Alex Alben is co-CEO of Theo Ai, which announced Wednesday that it raised $2.2 million in pre-seed funding. The company plans to use the cash to enhance its prediction engine, expand practice categories, and accelerate customer growth.

Theo Ai says that the average mid-sized law firm reviews roughly 650 cases per year, which can take anywhere between seven to 30 days to manually review. With the company’s technology, that time is compressed into seconds, as Theo Ai analyzes similar cases and likely arguments and its data model estimates the probability of winning a case, in addition to predicting the estimated award.

Alben is currently a professor at UCLA School of Law. A onetime vice president at RealNetworks and Starwave, he served in his state government role from 2015-19, where he was responsible for examining privacy policies across state agencies with an eye toward strengthening protections for personal data.

The startup was co-founded by co-CEO Patrick Ip, a Google vet with previous experience founding and leading startups. CTO Tiago Luchini has been a founder and tech leader across fintech, retail and biotech.

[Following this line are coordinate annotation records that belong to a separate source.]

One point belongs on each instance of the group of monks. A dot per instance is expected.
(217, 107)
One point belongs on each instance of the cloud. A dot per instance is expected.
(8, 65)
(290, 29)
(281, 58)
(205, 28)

Launched in February, Theo Ai has seven potential customers now in trials. The startup employs five people and has a development team in Argentina.

The funding round was co-led by NextView and nvp capital, with participation from Ripple Ventures, Beat Ventures, and SCVC Fund.

There are a number of other Seatte-area startups working with AI to disrupt the legal space, including:

Predict.law, which uses AI to help attorneys and their firms better predict the outcome of legal cases.

Supio, which raised $25 million in August for its software platform designed to help lawyers quickly sort, search, and organize case-related data.

Clearbrief, which raised $4 million in June for technology to help lawyers find, summarize, and verify facts for cases.

Prophia, a startup whose platform scours and extracts key terms from commercial real estate contracts.

Lexion, which uses AI to help legal departments manage contracts and was acquired by Docusign earlier this year.